The rapid increase of cyber attacks aimed at smaller businesses has shown the diverse target online crime is aiming at. A survey by the Business Continuity Institute (BCI) revealed that 71 per cent of businesses see the use of the internet for malicious attacks as a major trend that requires a business continuity response. Less than half seek to manage the prevalence and high adoption of internet-dependent services, such as the cloud, within their preparedness activities.
The BCI survey questioned 730 organisations from various sectors, throughout 62 countries.
The level of concern across sectors and geography over a cyber attack is a major challenge for public policy makers and board rooms. More needs to be done to gain a better understanding of the threat.
“The dominance of technology and internet-related threats and trends in this year’s survey mirrors events we have seen in the real world recently with, for example, PayPal, RIM, O2 and RBS. The high level of concern over a cyber attack may well be misplaced but it demands a considered independent analysis of the threat to avoid hype and disillusionment, and ensure a proportionate response is in place,” said Lyndon Bird, technical director at BCI.
In the suspense of such an attack, companies hesitate over using social media and other internet-dependent forms of data sharing. This might even relate to the cloud, something most companies may need to rely on this year.
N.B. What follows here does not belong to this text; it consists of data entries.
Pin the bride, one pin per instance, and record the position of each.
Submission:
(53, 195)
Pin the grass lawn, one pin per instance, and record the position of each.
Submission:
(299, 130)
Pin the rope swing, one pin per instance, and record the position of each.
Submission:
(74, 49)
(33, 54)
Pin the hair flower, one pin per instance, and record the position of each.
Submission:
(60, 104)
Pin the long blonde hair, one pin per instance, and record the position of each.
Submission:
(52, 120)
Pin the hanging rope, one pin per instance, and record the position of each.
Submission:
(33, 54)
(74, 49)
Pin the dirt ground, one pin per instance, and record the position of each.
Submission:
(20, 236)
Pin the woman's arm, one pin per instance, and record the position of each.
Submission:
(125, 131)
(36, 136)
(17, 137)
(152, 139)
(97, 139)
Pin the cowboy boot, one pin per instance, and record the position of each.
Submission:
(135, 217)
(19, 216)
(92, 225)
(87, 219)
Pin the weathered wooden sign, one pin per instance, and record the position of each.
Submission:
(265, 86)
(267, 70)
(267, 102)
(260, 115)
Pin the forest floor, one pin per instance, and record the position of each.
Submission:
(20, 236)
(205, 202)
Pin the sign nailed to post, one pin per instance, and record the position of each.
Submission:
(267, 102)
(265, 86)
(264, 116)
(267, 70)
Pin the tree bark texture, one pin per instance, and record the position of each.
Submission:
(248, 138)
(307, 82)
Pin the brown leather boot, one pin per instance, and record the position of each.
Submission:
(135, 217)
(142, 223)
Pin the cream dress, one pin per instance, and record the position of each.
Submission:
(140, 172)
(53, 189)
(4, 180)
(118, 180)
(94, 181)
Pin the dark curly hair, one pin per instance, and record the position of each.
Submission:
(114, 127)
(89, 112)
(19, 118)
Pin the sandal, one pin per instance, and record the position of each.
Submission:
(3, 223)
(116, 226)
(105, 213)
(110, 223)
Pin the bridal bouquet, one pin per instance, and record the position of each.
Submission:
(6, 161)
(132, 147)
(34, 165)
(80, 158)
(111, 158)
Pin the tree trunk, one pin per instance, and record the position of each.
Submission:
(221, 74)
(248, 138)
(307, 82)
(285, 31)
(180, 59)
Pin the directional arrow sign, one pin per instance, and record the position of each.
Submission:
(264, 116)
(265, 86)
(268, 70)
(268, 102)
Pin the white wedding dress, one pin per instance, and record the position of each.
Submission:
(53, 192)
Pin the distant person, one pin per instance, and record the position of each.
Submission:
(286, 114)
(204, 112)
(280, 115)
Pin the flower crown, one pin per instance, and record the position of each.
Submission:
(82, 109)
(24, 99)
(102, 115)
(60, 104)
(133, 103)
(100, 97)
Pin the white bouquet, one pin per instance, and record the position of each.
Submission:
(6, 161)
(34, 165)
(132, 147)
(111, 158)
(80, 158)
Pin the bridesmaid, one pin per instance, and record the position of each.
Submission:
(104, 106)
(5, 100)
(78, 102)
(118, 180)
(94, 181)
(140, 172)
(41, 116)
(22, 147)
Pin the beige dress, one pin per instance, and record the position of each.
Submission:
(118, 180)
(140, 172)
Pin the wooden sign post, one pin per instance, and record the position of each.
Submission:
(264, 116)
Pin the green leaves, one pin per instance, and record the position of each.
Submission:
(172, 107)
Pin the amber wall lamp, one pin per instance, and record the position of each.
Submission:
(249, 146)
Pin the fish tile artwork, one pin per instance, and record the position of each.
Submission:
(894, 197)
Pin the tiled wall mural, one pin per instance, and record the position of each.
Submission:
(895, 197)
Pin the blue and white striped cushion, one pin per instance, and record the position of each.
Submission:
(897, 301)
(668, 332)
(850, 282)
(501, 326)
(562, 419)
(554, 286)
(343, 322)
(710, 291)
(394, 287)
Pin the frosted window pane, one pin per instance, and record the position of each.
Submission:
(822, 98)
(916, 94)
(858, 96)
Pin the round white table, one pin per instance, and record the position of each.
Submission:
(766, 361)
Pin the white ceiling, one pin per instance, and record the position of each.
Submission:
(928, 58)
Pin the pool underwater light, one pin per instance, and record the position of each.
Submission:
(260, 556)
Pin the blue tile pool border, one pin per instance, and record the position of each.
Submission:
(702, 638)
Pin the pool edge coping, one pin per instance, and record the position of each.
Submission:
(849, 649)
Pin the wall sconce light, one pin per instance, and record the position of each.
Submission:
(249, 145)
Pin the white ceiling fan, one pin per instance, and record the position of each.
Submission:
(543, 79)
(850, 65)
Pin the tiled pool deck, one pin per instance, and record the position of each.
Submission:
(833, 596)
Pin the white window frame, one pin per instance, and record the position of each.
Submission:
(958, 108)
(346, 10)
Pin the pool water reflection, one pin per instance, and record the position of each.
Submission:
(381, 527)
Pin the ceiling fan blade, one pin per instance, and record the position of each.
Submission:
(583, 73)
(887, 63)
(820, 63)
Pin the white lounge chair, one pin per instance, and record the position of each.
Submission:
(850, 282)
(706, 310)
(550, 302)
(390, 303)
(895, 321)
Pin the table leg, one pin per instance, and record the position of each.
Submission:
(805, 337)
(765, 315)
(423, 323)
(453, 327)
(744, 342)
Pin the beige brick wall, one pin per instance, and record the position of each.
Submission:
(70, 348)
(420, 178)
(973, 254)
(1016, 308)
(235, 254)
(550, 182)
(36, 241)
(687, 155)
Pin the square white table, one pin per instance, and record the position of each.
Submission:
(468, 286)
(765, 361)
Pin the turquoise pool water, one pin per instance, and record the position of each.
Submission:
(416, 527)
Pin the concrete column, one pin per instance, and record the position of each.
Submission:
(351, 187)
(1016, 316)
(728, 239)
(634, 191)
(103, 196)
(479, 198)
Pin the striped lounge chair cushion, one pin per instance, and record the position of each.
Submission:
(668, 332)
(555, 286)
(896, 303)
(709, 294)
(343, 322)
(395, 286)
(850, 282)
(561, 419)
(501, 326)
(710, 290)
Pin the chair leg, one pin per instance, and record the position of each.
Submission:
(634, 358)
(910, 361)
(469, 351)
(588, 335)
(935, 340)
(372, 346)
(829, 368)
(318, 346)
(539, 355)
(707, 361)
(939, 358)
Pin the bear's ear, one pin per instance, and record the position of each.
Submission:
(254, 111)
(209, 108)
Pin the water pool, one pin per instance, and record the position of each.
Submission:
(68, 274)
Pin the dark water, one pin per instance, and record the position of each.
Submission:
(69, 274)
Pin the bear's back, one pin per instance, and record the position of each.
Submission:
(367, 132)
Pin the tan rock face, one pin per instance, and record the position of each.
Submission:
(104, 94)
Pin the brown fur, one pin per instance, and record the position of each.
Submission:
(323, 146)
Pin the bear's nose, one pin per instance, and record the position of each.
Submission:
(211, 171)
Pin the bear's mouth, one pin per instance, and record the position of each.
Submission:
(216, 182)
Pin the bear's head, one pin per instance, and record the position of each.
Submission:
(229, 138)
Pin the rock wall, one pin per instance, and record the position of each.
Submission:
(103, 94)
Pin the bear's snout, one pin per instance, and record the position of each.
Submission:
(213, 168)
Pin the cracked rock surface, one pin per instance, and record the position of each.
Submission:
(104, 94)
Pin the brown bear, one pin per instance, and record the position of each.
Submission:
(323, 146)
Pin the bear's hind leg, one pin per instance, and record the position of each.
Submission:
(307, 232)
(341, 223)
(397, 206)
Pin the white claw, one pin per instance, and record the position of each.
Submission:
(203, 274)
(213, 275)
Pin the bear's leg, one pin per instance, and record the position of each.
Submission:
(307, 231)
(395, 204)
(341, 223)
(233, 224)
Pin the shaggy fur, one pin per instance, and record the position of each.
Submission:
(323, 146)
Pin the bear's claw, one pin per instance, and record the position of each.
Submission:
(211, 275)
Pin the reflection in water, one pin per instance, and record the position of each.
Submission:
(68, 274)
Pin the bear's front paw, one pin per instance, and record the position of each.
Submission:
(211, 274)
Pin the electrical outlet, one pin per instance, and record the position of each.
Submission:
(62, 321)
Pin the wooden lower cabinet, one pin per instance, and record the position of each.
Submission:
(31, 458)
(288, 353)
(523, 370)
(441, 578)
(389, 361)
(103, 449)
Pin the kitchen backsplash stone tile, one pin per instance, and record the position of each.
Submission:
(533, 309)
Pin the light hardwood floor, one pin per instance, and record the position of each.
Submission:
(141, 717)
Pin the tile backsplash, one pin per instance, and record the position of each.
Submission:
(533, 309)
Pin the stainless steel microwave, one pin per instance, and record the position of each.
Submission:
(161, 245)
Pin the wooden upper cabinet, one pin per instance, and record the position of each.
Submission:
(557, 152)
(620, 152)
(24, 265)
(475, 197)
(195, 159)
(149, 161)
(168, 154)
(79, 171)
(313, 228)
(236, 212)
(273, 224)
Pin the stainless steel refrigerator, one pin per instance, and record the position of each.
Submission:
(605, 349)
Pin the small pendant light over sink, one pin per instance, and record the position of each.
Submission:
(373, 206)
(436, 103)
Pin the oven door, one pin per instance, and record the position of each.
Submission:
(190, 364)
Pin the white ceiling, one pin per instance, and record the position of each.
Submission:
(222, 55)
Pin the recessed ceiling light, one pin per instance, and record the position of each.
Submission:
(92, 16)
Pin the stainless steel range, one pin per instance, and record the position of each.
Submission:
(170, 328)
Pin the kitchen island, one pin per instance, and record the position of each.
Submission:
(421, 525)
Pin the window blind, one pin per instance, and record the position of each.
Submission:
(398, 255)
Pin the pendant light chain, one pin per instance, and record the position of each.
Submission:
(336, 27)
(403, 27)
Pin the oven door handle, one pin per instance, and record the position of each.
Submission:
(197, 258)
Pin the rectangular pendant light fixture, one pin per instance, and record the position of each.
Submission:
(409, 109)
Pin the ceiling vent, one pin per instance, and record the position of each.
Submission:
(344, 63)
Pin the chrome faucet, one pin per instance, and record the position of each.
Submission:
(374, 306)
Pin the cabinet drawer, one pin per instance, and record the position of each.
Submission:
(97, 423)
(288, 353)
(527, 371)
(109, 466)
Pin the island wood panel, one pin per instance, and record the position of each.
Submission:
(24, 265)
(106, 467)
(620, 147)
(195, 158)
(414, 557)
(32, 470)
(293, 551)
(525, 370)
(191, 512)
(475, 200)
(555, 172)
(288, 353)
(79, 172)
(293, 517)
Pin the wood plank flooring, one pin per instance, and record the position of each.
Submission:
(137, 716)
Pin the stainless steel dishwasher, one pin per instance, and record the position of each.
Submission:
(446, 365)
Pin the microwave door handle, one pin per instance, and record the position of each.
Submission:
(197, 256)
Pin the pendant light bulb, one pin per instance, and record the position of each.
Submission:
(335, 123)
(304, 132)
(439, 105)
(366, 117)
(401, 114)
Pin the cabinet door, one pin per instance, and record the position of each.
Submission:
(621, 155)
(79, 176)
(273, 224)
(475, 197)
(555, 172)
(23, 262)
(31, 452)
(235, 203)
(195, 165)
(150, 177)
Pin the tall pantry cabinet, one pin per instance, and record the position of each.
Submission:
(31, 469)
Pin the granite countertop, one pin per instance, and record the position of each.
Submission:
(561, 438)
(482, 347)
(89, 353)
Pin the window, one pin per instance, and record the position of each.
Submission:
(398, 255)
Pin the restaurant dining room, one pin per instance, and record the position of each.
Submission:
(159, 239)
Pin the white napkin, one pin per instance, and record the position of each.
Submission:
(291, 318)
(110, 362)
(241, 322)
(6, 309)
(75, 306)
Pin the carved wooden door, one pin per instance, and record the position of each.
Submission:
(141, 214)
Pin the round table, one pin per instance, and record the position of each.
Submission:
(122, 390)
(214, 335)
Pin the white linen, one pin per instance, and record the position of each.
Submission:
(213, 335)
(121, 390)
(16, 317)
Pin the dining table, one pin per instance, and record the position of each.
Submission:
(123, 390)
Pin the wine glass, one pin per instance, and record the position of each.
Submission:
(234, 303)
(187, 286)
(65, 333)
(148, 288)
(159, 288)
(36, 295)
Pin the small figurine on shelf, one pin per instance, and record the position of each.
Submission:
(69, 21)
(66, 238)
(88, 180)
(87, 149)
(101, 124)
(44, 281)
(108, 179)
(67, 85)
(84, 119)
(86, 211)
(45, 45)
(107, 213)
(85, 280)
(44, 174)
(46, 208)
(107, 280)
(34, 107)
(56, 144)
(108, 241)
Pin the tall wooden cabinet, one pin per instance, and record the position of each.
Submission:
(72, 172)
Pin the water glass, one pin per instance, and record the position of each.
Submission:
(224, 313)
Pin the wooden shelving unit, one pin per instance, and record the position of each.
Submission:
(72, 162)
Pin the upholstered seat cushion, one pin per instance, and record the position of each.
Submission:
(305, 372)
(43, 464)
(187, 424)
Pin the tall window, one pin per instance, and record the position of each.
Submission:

The leading threat of concern in 2013 is unplanned IT and telecom outages; some 70 per cent of companies stated their concern about this threat. The concern over a data breach was not too far behind.
Howard Kerr, chief executive at BSI, commented that ?this latest report shows that businesses need to be more prepared than ever for every type of risk. The top five threats highlight that the digital age is continuing to bring new challenges to organisations around the world. In order to counter this, cyber resilience must become part of an organisations wider business resilience strategy.